Saturday, June 27, 2009

Extrasolar planet

Gliese 581 c

Gliese 581 c (pronounced /ˈɡliːzə/) or Gl 581 c is a "Super-Earth", a large extrasolar terrestrial planet, orbiting the red dwarf star Gliese 581. Assuming that the planet's mass is close to the lower limit determined by radial velocity measurements (the true mass is unknown), it was the smallest known extrasolar planet around a main sequence star, but on April 21, 2009, another planet orbiting Gliese 581, Gliese 581 e, was announced with an approximate mass of 1.9 earth masses, which is now the smallest known extrasolar planet around a main sequence star. Gliese 581 c generated interest because it was initially reported to be the first potentially Earth-like planet in the habitable zone of its star, with a temperature right for liquid water on its surface, and by extension, potentially capable of supporting extremophile forms of Earth-like life. However, further research on the potential effects of the planetary atmosphere casts doubt upon the habitability of Gliese 581 c and indicates that the fourth planet in the system, Gliese 581 d, is a better candidate for habitability. In astronomical terms, the Gliese 581 system is relatively close to Earth, at 20.3 light years (192 trillion km or 119 trillion miles) in the direction of the constellation of Libra. This distance, along with the declination and right ascension coordinates, give its exact location in our galaxy. It is identified as Gliese 581 by its number in the Gliese Catalogue of Nearby Stars; it is the 87th closest known star system to the Sun.

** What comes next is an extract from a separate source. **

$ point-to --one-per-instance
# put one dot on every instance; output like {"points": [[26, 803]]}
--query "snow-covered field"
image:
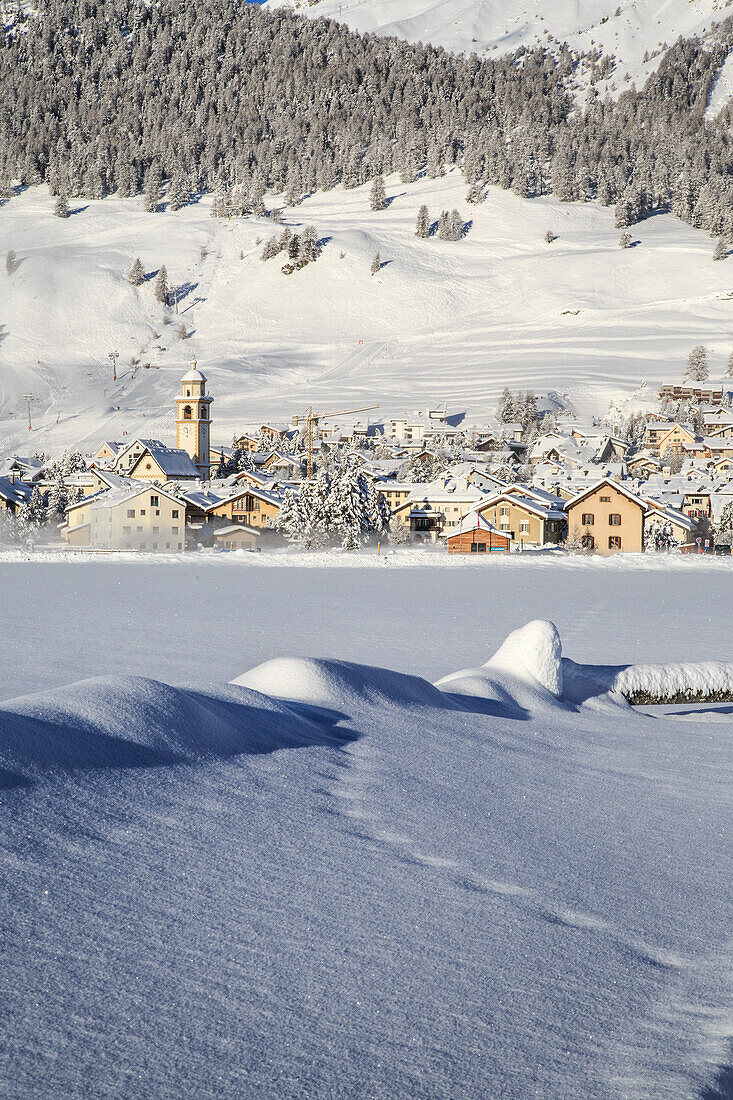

The discovery of the planet by the team of Stéphane Udry University of Geneva's Observatory in Switzerland was announced on April 24, 2007. The team used the HARPS instrument (an echelle spectrograph) on the European Southern Observatory 3.6 m Telescope in La Silla, Chile, and employed the radial velocity technique to identify the planet's influence on the star. The Canadian-built MOST space telescope was used to conduct a follow-up study over the next six weeks. No transit was detected over this time, so a direct measurement of the planet has not yet been possible; however, the star's apparent magnitude changed very little, indicating that it provides a stable source of light and heat to Gliese 581 c.
The team released a paper of their findings dated April 27, 2007, published in the July, 2007 journal Astronomy and Astrophysics. In the paper they also announced the discovery of another planet in the system, Gliese 581 d, with a minimum mass of 7.7 Earth masses and a semi-major axis of 0.25 astronomical units.

Physical characteristics

The existence of Gliese 581 c and its mass have been measured by the radial velocity method of detecting extrasolar planets. The mass of a planet is calculated by the small periodic movements around a common centre of mass between the host star Gliese 581 and its planets. When all four planets are fit with a Keplerian solution, the minimum mass of the planet is determined to be 5.36 Earth masses.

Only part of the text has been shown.